Coloradans for Employee Freedom launched

Group formed to promote worker-choice issues

Any hope of Colorado's business community and its unions coming to a labor peace won't be helped by a $150,000-plus television commercial buy blasting union leaders for corruption and mismanagement of funds.

The ads running on stations around Denver, including 9NEWS, are paid for by the Center for Union Facts. It's an organization founded more than two years ago because "labor bosses were going unchallenged," said spokesman Tim Miller. "The commercials are our way to educate the public about the mismanagement of union dues."

The commercials include "union workers" critical of their bosses for donating their wages to politicians they don't like and also, highlight a mock-school election where a young boy tells the class their votes for student body president will not be secret. He says his committee of friends will ensure students vote the right way, a metaphor for what union critics have long said.

Colorado voters may have the chance to decide competing worker issues this fall at the ballot box. Amendment 47, called "Right to Work," would prevent unions from collecting mandatory dues in workplaces that have collective bargaining, has already qualified for the ballot. The group running that campaign calls itself A Better Colorado. To counter that, Colorado's unions are collecting signatures to require that all businesses with 20 or more employees provide health care coverage.

Political leaders like Gov. Bill Ritter (D-Colorado), Denver Mayor John Hickenlooper, and Sen. Ken Salazar (D-Colorado) have asked both sides to back down, to respect Colorado's current "Labor Peace Act," which was passed by state lawmakers in 1943. It requires a special employee vote before a workplace can become unionized.

Jess Knox with Protect Colorado's Future, the group advocating the union initiatives, denounced the ad campaign and attacked Rick Berman, the individual behind the Center for Union Facts. In 2006, Business Week magazine reported Berman's creation of the Center to stop union recruitment and also his previous public relations efforts, such as one on behalf of liquor makers to "go after Mothers Against Drunk Driving for proposing stiffer alcohol limits for drivers."

He also pointed out the ad campaign begins less than a week after the Denver Metro Chamber of Commerce board voted to oppose Amendment 47, and roughly two weeks after his group alleged massive fraud in court filings as it related to the amendment's signature gatherers.
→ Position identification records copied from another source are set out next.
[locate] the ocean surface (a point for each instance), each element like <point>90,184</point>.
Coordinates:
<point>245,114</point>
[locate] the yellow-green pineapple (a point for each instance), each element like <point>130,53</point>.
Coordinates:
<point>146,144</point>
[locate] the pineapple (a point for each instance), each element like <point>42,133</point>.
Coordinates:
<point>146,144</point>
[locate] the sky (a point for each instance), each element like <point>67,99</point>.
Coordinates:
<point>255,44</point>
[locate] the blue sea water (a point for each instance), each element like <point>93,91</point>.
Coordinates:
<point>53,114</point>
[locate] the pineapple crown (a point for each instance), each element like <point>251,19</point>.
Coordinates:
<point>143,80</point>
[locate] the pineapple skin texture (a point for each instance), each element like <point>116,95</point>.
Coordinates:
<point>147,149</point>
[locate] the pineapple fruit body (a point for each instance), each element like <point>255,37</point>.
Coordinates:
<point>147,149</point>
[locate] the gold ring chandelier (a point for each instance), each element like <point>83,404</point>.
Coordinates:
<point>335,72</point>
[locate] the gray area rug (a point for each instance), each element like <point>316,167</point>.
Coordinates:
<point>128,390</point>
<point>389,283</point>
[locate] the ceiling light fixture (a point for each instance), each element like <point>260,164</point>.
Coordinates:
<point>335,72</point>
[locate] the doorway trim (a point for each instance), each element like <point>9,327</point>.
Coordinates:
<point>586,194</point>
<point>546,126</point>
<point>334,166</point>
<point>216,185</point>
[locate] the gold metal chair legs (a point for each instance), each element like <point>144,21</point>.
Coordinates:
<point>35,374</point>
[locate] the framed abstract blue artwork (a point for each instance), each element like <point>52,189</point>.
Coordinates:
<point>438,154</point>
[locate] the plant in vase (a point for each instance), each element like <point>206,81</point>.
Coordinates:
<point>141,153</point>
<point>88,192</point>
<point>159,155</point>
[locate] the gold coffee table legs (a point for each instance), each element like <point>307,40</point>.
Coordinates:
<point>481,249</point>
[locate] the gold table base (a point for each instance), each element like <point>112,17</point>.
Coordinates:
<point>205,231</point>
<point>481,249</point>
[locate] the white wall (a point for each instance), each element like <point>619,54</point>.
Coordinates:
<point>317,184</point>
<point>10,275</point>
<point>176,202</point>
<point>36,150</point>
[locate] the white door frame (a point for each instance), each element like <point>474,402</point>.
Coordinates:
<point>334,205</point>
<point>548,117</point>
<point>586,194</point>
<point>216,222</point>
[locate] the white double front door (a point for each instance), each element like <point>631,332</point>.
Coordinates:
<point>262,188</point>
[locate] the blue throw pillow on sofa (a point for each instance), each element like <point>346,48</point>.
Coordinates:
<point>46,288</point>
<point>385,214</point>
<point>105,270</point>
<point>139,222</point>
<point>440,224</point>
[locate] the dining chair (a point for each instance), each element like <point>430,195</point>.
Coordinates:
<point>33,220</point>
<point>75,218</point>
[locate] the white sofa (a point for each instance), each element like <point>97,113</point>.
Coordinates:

"The message should be discounted because of the messenger," said Knox. "The folks who are advocating this issue are struggling, they're treading water, so in comes this political hit man. You have to take it with a grain of salt."

The commercials have been running in Maine and Oregon. Miller said they will be supplemented by a local group called Coloradans for Employee Freedom which has Independence Institute President Jon Caldara and former State Senate Majority Leader Mark Hillman (R-Colorado) on its board. That group, he said, will advertise "in a way that educates voters about where politicians stand on important issues, particularly on issues of worker freedom."

Both organizations are registered as 501(c)4 under the federal tax code, meaning they are identified as "social welfare organizations." It also means their donors can remain private.

"We have businesses and individuals who have donated to our group," Miller said, "but unions have a history of violence and intimidation, so we choose not to identify them."

Knox said his group which is also registered as a 501(c)4 is identifying all of its donors and the contrast should tell voters more than the commercials themselves.

"They're trying to interfere with a legitimate conversation taking place in Colorado," Knox said. "It's disappointing they've turned to a paid hit man from out of state once they felt the heat."